Ein lebendiger Werkstoff
Immerzu reizte Engelers aber auch die künstlerische Anwendung von Glas. Beide bringen dafür fundierte Voraussetzungen mit.
So absolvierte Albin Engeler zwar ursprünglich eine Lehre als Laborant der chemisch-pharmazeutischen Richtung in der Kantonsapotheke St. Gallen. Doch irgendwann zog es ihm doch den Ärmel herein. Auf Ratschlag seines Vaters besuchte er den gestalterischen Vorkurs und anschliessend die Ausbildung zum Glasmaler.
Sohn Pascal war schon als Schulkind fasziniert vom Glas und verbrachte viel Zeit bei seinem Grossvater in Andwil. Seinen Bubentraum, Linienpilot zu werden, steckte er bald weg und wählte im Gegensatz zu seinem Vater den direkten Weg: Er absolvierte eine insgesamt siebenjährige Ausbildung, zuerst als Glasmaler, dann als Kunstglaser.

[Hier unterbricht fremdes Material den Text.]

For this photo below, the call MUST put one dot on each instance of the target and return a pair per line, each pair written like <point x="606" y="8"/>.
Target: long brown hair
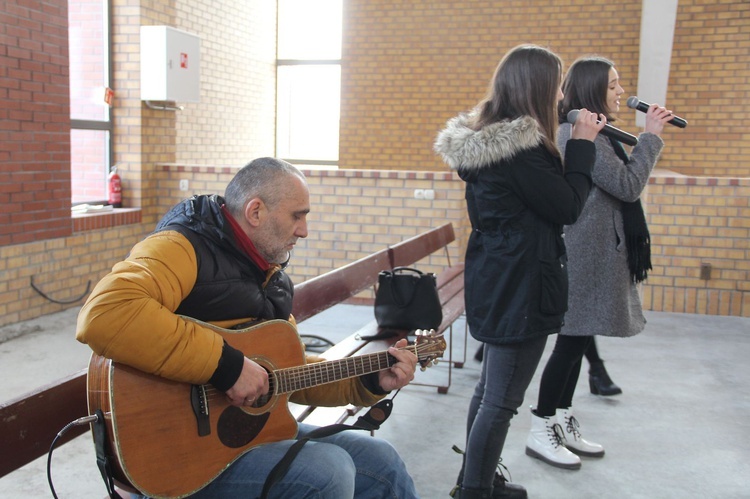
<point x="525" y="83"/>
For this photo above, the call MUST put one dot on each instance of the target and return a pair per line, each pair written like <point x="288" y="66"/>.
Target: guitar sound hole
<point x="236" y="428"/>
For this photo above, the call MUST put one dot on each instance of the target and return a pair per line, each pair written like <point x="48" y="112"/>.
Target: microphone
<point x="634" y="103"/>
<point x="608" y="130"/>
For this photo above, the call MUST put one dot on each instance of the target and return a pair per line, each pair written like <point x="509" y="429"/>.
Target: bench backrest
<point x="336" y="286"/>
<point x="30" y="423"/>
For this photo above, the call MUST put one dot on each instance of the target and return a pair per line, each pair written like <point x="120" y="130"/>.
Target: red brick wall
<point x="407" y="67"/>
<point x="34" y="121"/>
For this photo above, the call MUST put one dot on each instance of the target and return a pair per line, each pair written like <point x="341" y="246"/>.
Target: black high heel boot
<point x="599" y="381"/>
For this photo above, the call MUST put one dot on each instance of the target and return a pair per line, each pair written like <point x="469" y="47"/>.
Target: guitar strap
<point x="371" y="421"/>
<point x="102" y="461"/>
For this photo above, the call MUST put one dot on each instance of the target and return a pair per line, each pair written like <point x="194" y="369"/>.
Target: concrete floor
<point x="679" y="430"/>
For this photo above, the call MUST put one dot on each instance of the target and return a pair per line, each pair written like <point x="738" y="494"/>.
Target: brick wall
<point x="410" y="66"/>
<point x="235" y="119"/>
<point x="34" y="122"/>
<point x="406" y="69"/>
<point x="695" y="222"/>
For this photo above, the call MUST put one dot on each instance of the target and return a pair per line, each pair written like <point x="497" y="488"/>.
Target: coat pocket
<point x="554" y="284"/>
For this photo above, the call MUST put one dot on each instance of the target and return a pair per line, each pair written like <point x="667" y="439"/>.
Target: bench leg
<point x="443" y="389"/>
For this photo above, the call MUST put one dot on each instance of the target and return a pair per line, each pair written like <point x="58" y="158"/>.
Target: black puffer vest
<point x="229" y="284"/>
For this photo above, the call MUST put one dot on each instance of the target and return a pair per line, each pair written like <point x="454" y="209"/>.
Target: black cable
<point x="78" y="422"/>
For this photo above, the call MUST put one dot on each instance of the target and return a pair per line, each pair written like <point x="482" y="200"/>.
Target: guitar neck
<point x="321" y="373"/>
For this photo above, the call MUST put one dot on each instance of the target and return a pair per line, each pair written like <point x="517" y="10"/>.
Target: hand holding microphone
<point x="607" y="130"/>
<point x="639" y="105"/>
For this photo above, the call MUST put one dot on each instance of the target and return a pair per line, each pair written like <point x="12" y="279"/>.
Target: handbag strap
<point x="407" y="269"/>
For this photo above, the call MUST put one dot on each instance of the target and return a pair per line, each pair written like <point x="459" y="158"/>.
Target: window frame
<point x="100" y="125"/>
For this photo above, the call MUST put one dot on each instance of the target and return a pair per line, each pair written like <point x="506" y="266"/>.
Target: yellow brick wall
<point x="694" y="222"/>
<point x="407" y="67"/>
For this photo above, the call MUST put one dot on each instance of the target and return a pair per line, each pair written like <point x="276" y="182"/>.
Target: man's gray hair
<point x="260" y="178"/>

Danach erlernte er eine neue Disziplin, das Handwerk des Glasschmelzens – das Brevet als Hobbypilot holte er später in den USA nach, als er in Florida zwei Semester Kunstgeschichte studierte. Bald gewann er erste Wettbewerbe in der Schweiz für künstlerische Auftragsarbeiten.
«Flüssiges Glas ist ein lebendiger Werkstoff, wir haben bei unserem Experimentieren schon viel Lehrgeld bezahlt, erleben aber auch immer wieder schöne Überraschungen», sagt Pascal.
Andwil-Niederteufen
Dass Vater und Sohn mit ihren Familien heute in Niederteufen leben, ist Teil der Familien- und Firmensaga. Grossvater Gottlieb Engeler erhielt von Dr. med. h.c. Walter Winkelmann den Auftrag, für die Paracelsus-Klinik Lustmühle farbige Fenster zu gestalten. Die Familien kamen sich näher, und so lernte Albin seine heutige Frau Ruth Engeler-Winkelmann kennen.

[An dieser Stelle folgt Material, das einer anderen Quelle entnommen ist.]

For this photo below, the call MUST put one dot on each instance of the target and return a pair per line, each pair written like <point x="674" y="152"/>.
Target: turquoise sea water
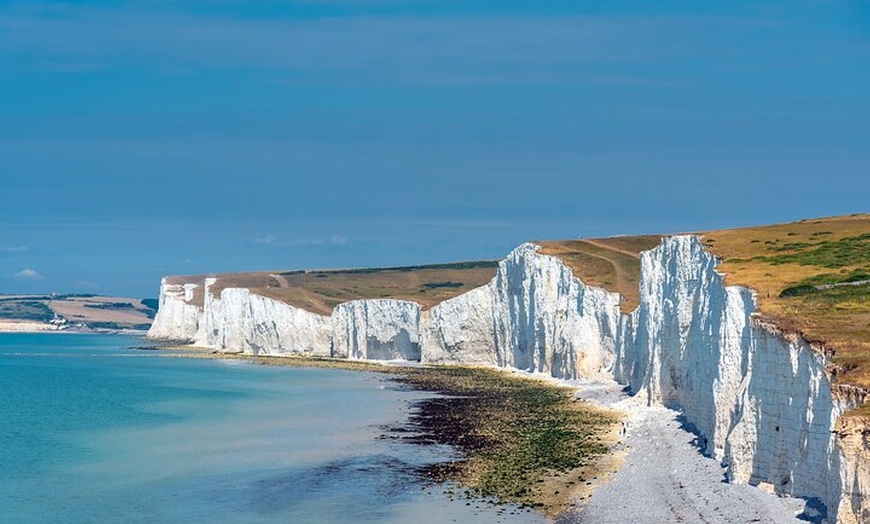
<point x="91" y="431"/>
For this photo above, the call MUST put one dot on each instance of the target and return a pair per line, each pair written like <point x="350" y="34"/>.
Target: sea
<point x="94" y="431"/>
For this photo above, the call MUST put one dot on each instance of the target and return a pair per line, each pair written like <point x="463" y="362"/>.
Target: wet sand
<point x="664" y="477"/>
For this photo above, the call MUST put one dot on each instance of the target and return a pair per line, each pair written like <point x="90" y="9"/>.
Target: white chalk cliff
<point x="761" y="402"/>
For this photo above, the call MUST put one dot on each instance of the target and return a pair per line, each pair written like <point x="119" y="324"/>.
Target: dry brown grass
<point x="611" y="263"/>
<point x="320" y="291"/>
<point x="840" y="321"/>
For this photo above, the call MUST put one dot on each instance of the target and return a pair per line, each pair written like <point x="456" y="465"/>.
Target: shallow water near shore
<point x="94" y="432"/>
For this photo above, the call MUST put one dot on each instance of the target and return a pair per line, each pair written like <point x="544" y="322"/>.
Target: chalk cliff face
<point x="761" y="402"/>
<point x="548" y="321"/>
<point x="377" y="329"/>
<point x="177" y="318"/>
<point x="242" y="321"/>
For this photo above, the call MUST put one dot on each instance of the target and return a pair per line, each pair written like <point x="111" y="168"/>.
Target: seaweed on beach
<point x="513" y="432"/>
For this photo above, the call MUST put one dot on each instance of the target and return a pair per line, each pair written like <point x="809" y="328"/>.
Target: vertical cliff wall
<point x="239" y="320"/>
<point x="761" y="402"/>
<point x="177" y="317"/>
<point x="377" y="329"/>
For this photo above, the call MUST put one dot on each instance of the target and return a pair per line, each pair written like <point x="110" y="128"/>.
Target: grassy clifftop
<point x="811" y="277"/>
<point x="319" y="291"/>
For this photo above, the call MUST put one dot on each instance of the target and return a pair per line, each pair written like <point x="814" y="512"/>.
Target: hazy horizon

Der «Hirschen» ist ihr zweiter Lebensmittelpunkt geblieben. Das historische Gebäude mit den riesigen Estrichen und einem Kellergewölbe, wo ein Fuhrwerk kehren konnte, war in ihrer Jugendzeit ein eigentlicher Abenteuerspielplatz, wie sie sich mit Schmunzeln erinnern.
Mit viel Herzblut und grossem Mitteleinsatz wurde und wird laufend in den Erhalt des denkmalgeschützten Gebäudes mit seinen ursprünglich 35 Zimmern investiert.

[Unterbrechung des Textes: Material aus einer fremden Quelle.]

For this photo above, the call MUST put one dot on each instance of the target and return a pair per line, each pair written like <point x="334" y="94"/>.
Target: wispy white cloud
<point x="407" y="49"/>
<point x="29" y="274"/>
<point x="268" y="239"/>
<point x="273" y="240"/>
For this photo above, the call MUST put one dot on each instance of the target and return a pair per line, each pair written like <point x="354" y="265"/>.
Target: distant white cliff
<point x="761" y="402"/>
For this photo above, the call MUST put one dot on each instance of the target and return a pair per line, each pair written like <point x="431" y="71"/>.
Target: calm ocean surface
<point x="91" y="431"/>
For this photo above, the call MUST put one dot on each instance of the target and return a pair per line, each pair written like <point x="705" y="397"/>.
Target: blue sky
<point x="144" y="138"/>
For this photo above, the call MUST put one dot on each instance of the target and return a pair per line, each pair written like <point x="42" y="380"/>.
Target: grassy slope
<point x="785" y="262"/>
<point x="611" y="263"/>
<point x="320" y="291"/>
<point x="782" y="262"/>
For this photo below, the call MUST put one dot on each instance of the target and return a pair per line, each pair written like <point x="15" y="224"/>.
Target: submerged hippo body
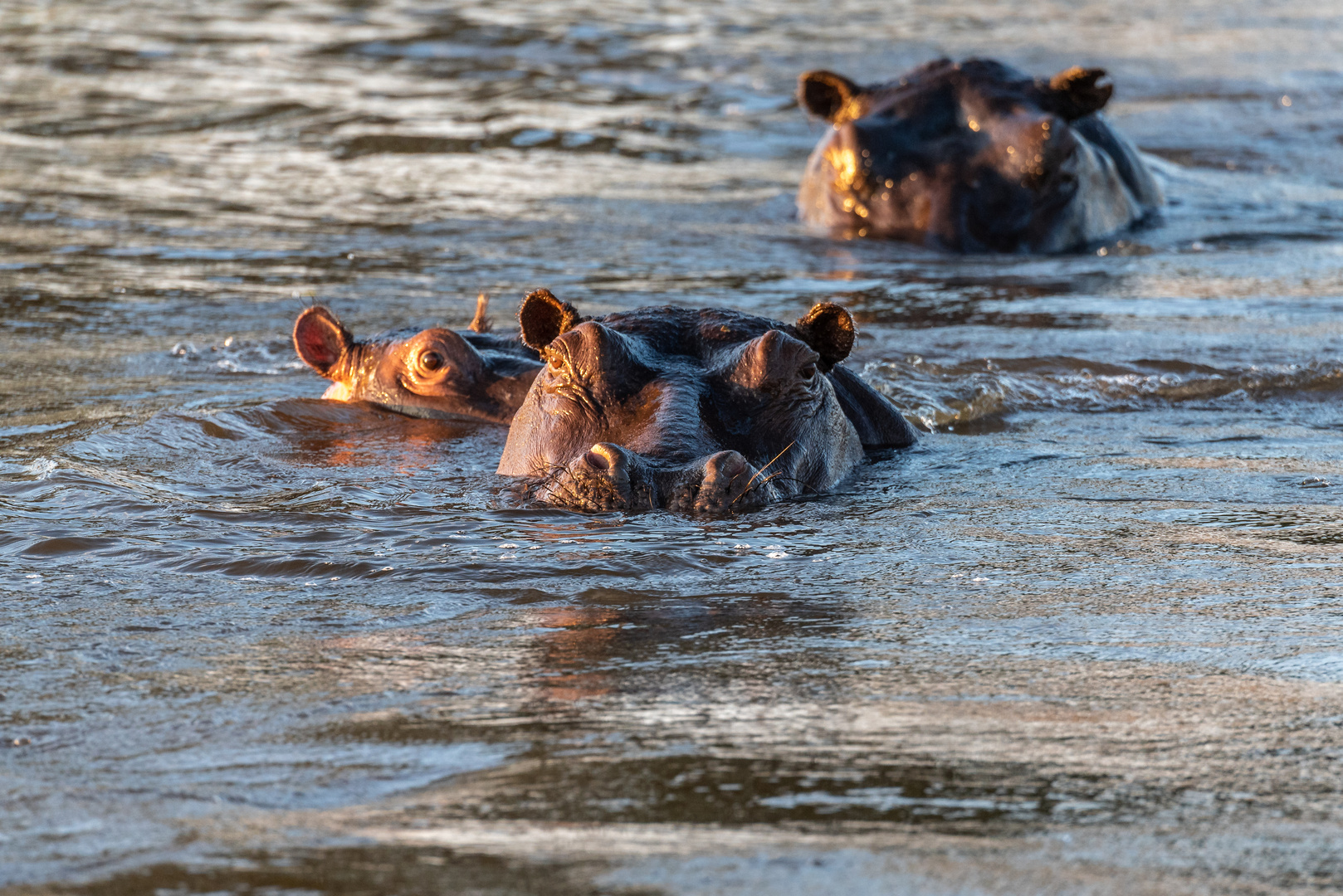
<point x="471" y="375"/>
<point x="691" y="410"/>
<point x="973" y="158"/>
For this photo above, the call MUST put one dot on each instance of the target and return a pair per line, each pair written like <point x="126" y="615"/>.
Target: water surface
<point x="1084" y="638"/>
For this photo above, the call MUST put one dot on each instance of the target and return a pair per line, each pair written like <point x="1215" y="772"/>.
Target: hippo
<point x="691" y="410"/>
<point x="469" y="375"/>
<point x="973" y="158"/>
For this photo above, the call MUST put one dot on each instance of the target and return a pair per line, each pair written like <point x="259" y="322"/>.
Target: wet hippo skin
<point x="692" y="410"/>
<point x="471" y="375"/>
<point x="973" y="158"/>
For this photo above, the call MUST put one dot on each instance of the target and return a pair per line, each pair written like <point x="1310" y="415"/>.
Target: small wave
<point x="266" y="358"/>
<point x="945" y="397"/>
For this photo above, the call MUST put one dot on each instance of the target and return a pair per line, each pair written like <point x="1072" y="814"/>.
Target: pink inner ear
<point x="319" y="342"/>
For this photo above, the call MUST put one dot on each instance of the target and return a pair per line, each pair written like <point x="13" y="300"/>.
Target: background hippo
<point x="693" y="410"/>
<point x="434" y="373"/>
<point x="973" y="156"/>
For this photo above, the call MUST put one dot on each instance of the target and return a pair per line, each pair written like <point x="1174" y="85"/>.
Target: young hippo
<point x="692" y="410"/>
<point x="438" y="373"/>
<point x="973" y="158"/>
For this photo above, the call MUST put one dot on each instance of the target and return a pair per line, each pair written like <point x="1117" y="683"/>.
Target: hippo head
<point x="672" y="407"/>
<point x="971" y="156"/>
<point x="434" y="373"/>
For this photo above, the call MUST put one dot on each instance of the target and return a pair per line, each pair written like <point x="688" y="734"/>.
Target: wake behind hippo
<point x="471" y="375"/>
<point x="973" y="158"/>
<point x="691" y="410"/>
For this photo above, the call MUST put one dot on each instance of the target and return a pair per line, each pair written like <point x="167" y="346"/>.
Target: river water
<point x="1084" y="638"/>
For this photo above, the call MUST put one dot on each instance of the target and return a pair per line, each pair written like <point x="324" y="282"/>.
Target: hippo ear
<point x="543" y="317"/>
<point x="1075" y="93"/>
<point x="829" y="95"/>
<point x="320" y="338"/>
<point x="829" y="331"/>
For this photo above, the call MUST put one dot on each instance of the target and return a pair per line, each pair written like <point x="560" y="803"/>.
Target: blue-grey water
<point x="1086" y="638"/>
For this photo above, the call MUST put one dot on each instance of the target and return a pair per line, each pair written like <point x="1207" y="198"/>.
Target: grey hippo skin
<point x="691" y="410"/>
<point x="973" y="158"/>
<point x="471" y="375"/>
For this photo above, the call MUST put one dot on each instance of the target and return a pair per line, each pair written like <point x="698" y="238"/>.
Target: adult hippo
<point x="973" y="158"/>
<point x="471" y="375"/>
<point x="692" y="410"/>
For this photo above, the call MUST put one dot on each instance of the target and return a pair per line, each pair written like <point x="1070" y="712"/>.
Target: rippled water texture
<point x="1086" y="638"/>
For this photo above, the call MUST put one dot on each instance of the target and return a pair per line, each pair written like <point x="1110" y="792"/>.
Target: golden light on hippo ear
<point x="829" y="331"/>
<point x="321" y="340"/>
<point x="1073" y="93"/>
<point x="829" y="95"/>
<point x="543" y="317"/>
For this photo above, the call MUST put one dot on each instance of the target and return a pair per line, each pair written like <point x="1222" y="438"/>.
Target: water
<point x="1084" y="638"/>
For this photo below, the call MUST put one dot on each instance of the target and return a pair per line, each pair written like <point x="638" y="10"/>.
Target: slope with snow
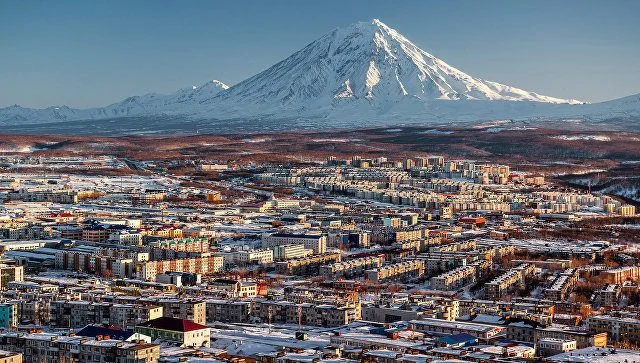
<point x="362" y="75"/>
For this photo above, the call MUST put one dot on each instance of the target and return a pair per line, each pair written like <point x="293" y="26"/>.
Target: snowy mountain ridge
<point x="361" y="73"/>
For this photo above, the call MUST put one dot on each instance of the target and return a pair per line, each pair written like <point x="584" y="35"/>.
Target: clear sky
<point x="95" y="52"/>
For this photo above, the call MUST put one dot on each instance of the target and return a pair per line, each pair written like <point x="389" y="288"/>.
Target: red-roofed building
<point x="185" y="333"/>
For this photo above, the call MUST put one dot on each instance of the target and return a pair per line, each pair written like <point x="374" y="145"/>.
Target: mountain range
<point x="365" y="74"/>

Die oberen Stockwerke wurden bewohnbar gemacht, die Werkstätten durch einen modernen Anbau erweitert.
Nur die markante Riegelbaufassade und die ehemalige Hauskapelle mit ihren vor kurzem sorgfältig restaurierten, barocken Malereien erinnern noch an die Bauzeit von 1732.